A meu ver, os “coronabonds” deveriam ser um instrumento excecional da política económica europeia, um reconhecimento da especificidade da pandemia que vivemos. Estes “coronabonds” poderiam ser emitidos por uma entidade europeia (como o mecanismo de estabilidade europeu, que tem autoridade para se endividar). As receitas seriam distribuídas pelos Estados-membros a fundo perdido, de acordo com os custos orçamentais dos sistemas de saúde, do apoio e relançamento da economia e das perdas de receitas fiscais pela queda da atividade económica. Estes seriam calculados por indicadores exógenos como a incidência da infeção, a exposição das economias aos setores mais afetados a curto e médio prazo ou a queda do PIB e da receita fiscal. Os títulos seriam emitidos a prazos muitos elevados, (e.g. 50 anos) e, caso não houvesse mercado, seriam financiados pelo BCE com uma taxa calculada a partir das taxas a 30 anos. O pagamento da dívida seria distribuída pelos Estados-membros com uma fórmula semelhante à da partilha dos custos do orçamento comunitário. Se um país não cumprisse o seu compromisso seriam iniciados procedimentos europeus, como acontece com os défices excessivos. No caso de “default” de um país, as perdas seriam para o BCE e, portanto, para todos nós, mas o país arriscaria sanções.
Um ponto a relevar é que “coronabonds” devem envolver também o BCE. A excecionalidade do financiamento direto do Banco Central para ajudar a suportar as consequências da pandemia foi já aprovada em Inglaterra, segundo o Financial Times. A dificuldade da constituição alemã, que proíbe o financiamento direto do BCE, já foi ultrapassada nas políticas “quantitative easing”. Para os que receiam que o financiamento do BCE possa ser inflacionário, noto que um pouco de inflação no contexto europeu não seria indesejado e que o caráter excecional do financiamento do BCE não afetaria as expectativas dos agentes sobre o futuro crescimento monetário e geraria apenas um aumento temporário na inflação.

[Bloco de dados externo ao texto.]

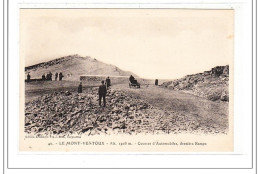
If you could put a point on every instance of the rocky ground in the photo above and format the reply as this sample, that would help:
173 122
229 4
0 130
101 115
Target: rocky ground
212 85
127 112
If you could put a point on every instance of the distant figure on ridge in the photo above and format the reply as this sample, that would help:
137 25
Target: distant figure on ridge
60 76
56 76
102 91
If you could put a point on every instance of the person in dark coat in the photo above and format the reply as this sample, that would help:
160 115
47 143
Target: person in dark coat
156 82
60 76
43 77
50 76
28 77
102 91
108 82
80 87
56 76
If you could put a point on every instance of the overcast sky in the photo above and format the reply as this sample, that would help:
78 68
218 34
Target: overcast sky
152 43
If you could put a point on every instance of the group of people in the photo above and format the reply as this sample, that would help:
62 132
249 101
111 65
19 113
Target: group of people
102 90
49 76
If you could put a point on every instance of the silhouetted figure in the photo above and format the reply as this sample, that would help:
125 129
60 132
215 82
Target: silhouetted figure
50 76
108 82
102 91
28 77
80 87
43 77
131 79
156 82
60 76
56 76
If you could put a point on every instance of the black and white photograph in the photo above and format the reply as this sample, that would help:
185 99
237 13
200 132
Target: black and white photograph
127 72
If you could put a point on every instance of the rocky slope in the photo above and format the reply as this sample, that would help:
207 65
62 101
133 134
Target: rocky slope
73 66
67 112
212 85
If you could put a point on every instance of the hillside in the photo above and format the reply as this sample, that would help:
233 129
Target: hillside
212 85
73 66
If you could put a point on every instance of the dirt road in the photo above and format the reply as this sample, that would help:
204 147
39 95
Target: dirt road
168 111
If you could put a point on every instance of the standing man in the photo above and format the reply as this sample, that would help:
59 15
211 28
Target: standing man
28 77
108 82
50 76
43 77
80 87
60 76
56 76
102 91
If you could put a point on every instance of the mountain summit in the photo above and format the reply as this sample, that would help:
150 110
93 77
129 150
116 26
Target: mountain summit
73 66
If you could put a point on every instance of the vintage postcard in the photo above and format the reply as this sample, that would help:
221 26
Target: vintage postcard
126 80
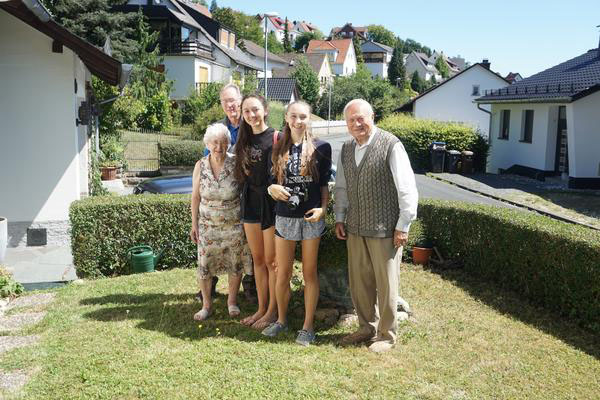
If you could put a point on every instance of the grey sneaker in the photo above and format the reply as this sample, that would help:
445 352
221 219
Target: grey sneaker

É difícil fazer contas com a incerteza que vivemos atualmente, mas se assumirmos um financiamento de 20% do PIB europeu à taxa real a 30 anos da Alemanha (0,1%) e dividirmos por 50 anos (com a economia europeia a crescer em termos reais a 2% ao ano) isto implicaria um pagamento anual de 0,2% do PIB. Se o financiamento for de 40%, o pagamento será de 0,4% ano. O ambiente monetário atual, com taxas próximas de zero, ajuda a reduzir os custos da solidariedade europeia. Parece-me um custo pouco elevado para salvar a Europa.

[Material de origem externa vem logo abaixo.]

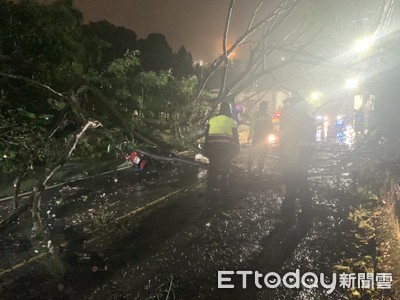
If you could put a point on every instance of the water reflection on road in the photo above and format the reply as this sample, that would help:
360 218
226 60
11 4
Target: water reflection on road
337 129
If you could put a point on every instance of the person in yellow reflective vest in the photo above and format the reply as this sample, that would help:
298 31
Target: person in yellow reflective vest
220 147
297 135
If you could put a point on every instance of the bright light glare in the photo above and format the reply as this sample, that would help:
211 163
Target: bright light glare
272 138
352 83
363 44
315 95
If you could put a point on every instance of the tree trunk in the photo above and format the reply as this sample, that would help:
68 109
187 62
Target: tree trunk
36 219
17 185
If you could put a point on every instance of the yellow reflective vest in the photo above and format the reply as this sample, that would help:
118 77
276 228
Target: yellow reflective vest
220 129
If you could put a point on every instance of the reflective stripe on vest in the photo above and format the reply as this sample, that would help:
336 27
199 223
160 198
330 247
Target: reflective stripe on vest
221 126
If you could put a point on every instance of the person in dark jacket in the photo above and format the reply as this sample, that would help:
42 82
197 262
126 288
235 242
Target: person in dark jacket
297 134
259 135
221 146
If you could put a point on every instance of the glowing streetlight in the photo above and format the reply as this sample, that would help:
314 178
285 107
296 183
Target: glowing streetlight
352 83
364 44
315 95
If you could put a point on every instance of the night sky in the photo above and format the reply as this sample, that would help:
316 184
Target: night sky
198 25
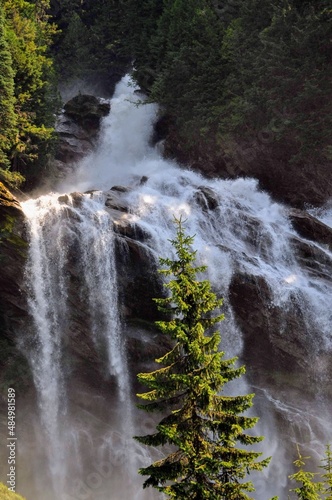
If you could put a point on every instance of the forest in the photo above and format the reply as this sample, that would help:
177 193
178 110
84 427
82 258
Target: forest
231 77
243 87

Mas para aqui chegar, cada um tem de ouvir o outro, sem doutrina nem ideologia. Sem insultos nem recriminações. Sem agendas secretas de se criarem precedentes ou de se ganhar poder negocial, mas com a responsabilidade e o sentido de compromisso que a situação exige. O efeito positivo na confiança europeia de uma resposta solidária a esta crise poderia ser o raio de luz na escuridão de tanto sofrimento.